21 Jun 2024
The clients approached McLeod Bovell at a pivotal stage in their lives as soon-to-be empty nesters. The evolving needs of a family became the impetus for how the designers imagined a house that could embody the state of transition at a conceptual and experiential level. The word liminal encapsulates ideas that have informed the design process: namely the feeling of inhabiting a transitory place; orchestrating movement through space; and dwelling in the moments between from and to...
The project site straddles the interstice between a suburban residential neighbourhood and West Vancouver’s natural stony seashore. Positioned on an expanded border between land and sea, the building form references the creatures that occupy this interstitial territory, whose physiology has adapted to such challenging conditions. In the same spirit, the house establishes itself in concrete, stained Accoya wood, and aluminium plate—enduring materials that can resist the battering effect of a shore environment.
Drawing from their experience negotiating complex topography and tight proximity with neighbours, McLeod Bovell has learned to abandon the reading of the project as a series of flat “elevations” which exist from an imaginary or inaccessible viewpoint. Instead, they embrace a scenographic approach where the house can be understood after having moved through and around it.
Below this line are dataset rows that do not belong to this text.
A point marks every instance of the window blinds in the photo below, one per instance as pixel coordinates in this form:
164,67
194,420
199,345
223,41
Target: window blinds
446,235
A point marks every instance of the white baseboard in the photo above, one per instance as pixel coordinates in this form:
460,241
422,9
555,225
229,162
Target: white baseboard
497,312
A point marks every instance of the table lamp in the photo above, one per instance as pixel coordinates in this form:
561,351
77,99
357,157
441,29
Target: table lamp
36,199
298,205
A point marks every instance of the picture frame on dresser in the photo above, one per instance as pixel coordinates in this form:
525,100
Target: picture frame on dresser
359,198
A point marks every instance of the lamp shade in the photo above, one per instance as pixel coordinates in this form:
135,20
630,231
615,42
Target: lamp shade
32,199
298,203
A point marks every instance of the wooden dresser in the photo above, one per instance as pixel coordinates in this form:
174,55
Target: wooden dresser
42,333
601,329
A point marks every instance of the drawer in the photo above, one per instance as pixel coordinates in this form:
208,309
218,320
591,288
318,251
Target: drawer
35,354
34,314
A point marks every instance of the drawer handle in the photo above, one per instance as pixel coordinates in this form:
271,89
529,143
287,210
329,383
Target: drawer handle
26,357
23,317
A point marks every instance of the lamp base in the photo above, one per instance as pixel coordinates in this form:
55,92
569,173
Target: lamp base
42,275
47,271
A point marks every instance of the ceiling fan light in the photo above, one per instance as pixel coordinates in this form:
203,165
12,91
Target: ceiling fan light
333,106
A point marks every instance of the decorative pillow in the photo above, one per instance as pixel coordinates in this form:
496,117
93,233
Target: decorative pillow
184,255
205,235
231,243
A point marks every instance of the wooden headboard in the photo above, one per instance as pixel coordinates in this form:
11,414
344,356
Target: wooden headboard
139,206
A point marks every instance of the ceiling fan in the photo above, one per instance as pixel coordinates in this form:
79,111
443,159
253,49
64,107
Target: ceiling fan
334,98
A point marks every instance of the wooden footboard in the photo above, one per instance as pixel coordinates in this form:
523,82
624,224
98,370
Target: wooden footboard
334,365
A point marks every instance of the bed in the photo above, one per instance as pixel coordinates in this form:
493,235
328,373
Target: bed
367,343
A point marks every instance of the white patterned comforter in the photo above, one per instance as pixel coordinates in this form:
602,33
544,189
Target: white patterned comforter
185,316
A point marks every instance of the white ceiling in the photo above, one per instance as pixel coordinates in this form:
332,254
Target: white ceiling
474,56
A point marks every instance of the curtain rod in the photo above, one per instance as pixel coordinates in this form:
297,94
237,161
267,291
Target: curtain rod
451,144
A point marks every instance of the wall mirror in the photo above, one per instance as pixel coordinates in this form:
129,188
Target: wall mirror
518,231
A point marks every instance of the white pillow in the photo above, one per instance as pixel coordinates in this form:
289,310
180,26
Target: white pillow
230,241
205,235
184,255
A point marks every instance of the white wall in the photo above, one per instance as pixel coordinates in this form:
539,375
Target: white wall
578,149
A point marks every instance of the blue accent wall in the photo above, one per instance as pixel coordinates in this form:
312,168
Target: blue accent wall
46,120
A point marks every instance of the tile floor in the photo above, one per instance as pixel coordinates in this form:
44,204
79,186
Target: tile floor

The language of courtyards, cantilevered volumes, and extension of landscaped surfaces onto floor areas below dismantle boundaries between the house and the natural environment.
The changing outdoor atmosphere at the shore not only animates the house but is in turn animated by the house: views are framed between solid walls and walls of glass; their images are duplicated by a dark pool at the edge of the property and by the glazing of internal courtyards. Reflections and refractions of the outdoors evoke a feeling of being neither here nor there, but somewhere in between.